When investigating allegations of juror misconduct, the district court may question jurors in the presence of counsel and all interested parties. Schwartz v. Minneapolis Suburban Bus Co., 258 Minn. 325, 328, 104 N.W.2d 301, 303 (1960). “In order to be entitled to a Schwartz hearing, a defendant must establish a prima facie case which, standing alone and unchallenged, would warrant the conclusion of jury misconduct.” State v. Martin, 614 N.W.2d 214, 225-26 (Minn. 2000) (quotations omitted). Appellant argues that because the district court called it’s relevant inquiry a “Schwartz hearing,” the court must have concluded that appellant established a prima facie case of misconduct. But the district court has broad discretion in determining whether to grant a Schwartz hearing, State v. Wilson, 535 N.W.2d 597, 607 (Minn. 1995), and the manner in which a Schwartz hearing is conducted, State v. Powers, 654 N.W.2d 667, 678 (Minn. 2003).
Upon learning that a verbal altercation between appellant and a deputy was asserted, the district court held a hearing out of the presence of the jury to question witnesses to the incident. The court found the testimony of appellant and another inmate witness was not credible and concluded that the deputy did not make any improper threats to appellant about contacting the jury. See Dale v. State, 535 N.W.2d 619, 623 (Minn. 1995) (reviewing courts defer to fact finders credibility determinations).
In addition, the district court found that, even if the deputy had made improper threats, the deputy could not have contacted the jury. First, the court carefully asked the jury, through instructions and a direct question, whether they had been contacted by anyone, and nobody answered affirmatively. See State v. Martin, 614 N.W.2d 214, 227 (Minn. 2000) (jurors are presumed to follow district court’s instructions). Second, the deputy was on funeral leave beginning the second afternoon of trial and continuing until after the jury returned with its verdict. The district court did not abuse its discretion by refusing to question individual jurors as to any possible contact by the deputy.
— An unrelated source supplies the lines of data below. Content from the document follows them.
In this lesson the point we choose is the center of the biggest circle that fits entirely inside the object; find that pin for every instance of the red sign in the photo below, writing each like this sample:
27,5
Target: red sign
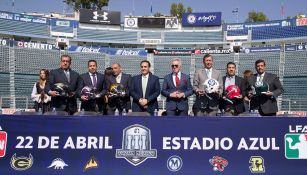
301,22
3,141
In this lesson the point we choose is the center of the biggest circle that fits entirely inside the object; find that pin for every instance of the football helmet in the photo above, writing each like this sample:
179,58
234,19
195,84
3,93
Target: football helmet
261,87
211,86
117,89
61,88
232,92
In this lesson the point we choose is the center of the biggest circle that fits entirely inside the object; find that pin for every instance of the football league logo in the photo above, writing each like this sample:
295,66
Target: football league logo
3,142
296,146
136,145
257,164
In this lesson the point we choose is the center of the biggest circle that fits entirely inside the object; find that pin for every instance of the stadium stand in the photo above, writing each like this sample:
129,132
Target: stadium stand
19,66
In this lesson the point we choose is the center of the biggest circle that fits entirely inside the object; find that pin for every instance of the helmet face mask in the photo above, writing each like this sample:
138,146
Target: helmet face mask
90,92
61,88
261,87
211,86
117,89
232,92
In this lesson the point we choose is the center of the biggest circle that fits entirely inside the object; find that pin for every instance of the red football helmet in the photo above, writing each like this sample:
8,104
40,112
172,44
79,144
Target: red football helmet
232,92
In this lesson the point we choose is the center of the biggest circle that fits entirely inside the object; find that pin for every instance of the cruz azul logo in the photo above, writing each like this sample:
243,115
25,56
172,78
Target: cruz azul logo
136,145
3,141
296,142
256,164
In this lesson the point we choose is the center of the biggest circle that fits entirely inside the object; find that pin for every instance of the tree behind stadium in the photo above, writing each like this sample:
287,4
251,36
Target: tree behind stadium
179,9
87,4
254,16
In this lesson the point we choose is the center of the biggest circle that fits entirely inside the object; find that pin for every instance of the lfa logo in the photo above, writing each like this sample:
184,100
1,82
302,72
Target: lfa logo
296,142
136,145
257,164
296,146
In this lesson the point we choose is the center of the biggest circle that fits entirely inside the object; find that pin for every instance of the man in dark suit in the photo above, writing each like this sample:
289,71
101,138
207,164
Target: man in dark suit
203,105
266,103
177,88
121,101
145,89
67,76
94,80
237,107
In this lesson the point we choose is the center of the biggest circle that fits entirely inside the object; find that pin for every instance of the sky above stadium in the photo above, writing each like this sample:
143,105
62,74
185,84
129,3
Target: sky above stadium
272,8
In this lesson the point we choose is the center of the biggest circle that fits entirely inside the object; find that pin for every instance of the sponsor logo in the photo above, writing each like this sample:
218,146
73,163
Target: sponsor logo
3,142
174,163
218,163
57,164
92,163
296,146
21,163
191,19
104,16
136,145
256,164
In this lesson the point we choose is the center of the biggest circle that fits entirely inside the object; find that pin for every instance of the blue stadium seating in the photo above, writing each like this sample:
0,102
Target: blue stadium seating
278,32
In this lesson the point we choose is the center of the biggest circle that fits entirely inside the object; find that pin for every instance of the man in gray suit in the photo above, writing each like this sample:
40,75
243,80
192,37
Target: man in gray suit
94,80
266,103
204,106
71,79
177,88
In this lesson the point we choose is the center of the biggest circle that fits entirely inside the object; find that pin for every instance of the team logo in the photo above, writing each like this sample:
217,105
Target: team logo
92,163
174,163
130,22
218,163
296,146
3,142
136,145
191,19
104,15
256,164
57,164
171,23
21,163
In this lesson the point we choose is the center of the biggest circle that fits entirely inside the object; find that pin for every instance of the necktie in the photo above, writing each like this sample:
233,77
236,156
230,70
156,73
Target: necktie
94,80
118,79
67,76
177,80
208,73
260,77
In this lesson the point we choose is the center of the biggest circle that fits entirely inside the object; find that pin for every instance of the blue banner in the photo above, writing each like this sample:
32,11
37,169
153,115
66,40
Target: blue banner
64,23
288,48
24,18
246,26
110,51
117,145
201,19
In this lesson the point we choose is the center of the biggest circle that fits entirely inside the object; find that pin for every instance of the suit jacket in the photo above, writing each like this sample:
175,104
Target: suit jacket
238,103
90,104
119,102
169,87
68,104
152,93
200,77
267,104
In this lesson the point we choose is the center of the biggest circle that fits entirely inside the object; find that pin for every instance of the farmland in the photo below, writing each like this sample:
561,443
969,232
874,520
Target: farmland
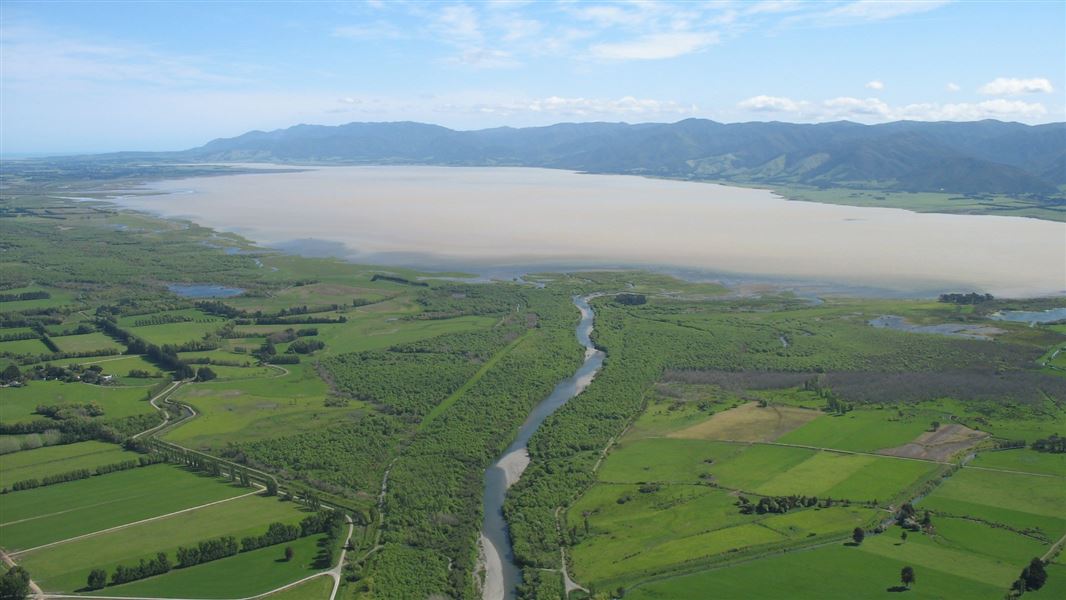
727,434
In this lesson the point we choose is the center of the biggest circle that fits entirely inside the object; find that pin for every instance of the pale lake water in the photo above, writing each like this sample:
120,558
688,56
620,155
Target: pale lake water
481,219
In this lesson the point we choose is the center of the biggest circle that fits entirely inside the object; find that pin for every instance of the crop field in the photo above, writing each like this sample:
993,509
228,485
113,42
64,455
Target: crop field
237,577
858,431
176,333
1023,459
65,566
45,515
25,346
184,314
370,330
19,404
634,532
750,423
1017,500
59,297
317,588
119,367
286,403
54,459
315,294
744,433
87,342
832,572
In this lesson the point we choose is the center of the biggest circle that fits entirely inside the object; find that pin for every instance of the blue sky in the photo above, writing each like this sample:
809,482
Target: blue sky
108,76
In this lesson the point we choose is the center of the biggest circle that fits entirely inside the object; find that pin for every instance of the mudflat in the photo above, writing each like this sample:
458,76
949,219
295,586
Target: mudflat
491,216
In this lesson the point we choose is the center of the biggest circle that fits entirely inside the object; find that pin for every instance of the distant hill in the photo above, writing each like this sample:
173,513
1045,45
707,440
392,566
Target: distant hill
976,157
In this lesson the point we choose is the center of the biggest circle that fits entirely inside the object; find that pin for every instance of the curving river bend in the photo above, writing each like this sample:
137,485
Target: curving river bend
502,574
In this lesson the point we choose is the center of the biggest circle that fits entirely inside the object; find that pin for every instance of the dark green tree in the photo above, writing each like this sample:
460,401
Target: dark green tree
15,584
11,374
907,576
97,579
1034,574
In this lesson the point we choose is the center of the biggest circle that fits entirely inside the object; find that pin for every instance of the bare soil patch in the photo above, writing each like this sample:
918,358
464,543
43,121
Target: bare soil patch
940,444
749,423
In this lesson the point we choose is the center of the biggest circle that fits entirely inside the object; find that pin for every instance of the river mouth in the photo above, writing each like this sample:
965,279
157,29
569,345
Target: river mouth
482,219
502,576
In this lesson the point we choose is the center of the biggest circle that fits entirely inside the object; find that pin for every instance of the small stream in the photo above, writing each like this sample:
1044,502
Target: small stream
502,576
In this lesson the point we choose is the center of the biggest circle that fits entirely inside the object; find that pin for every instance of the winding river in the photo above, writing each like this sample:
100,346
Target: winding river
501,573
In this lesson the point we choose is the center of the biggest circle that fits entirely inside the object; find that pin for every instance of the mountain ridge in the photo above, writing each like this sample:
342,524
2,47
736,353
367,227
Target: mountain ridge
964,157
Appellant argues that the United States Supreme Court’s recent decision in Blakely v. Washington, 124 S. Ct. 2531 (2004) applies to his case. In Blakely, the Court held that a sentence exceeding the statutory maximum sentence is unconstitutional unless the facts upon which the departure was based were duly admitted or found beyond a reasonable doubt by a jury. Id. at 2537-38. We remand for resentencing consistent with the demands of Blakely.
Affirmed in part and remanded.
* Retired judge of the Minnesota Court of Appeals, serving by appointment pursuant to Minn. Const. art. VI, § 10.
 Appellant also contends the district court abused its discretion by imposing an upward durational departure to the statutory maximum sentence. This issue will not arise in the absence of a confirmation of the sentence on remand.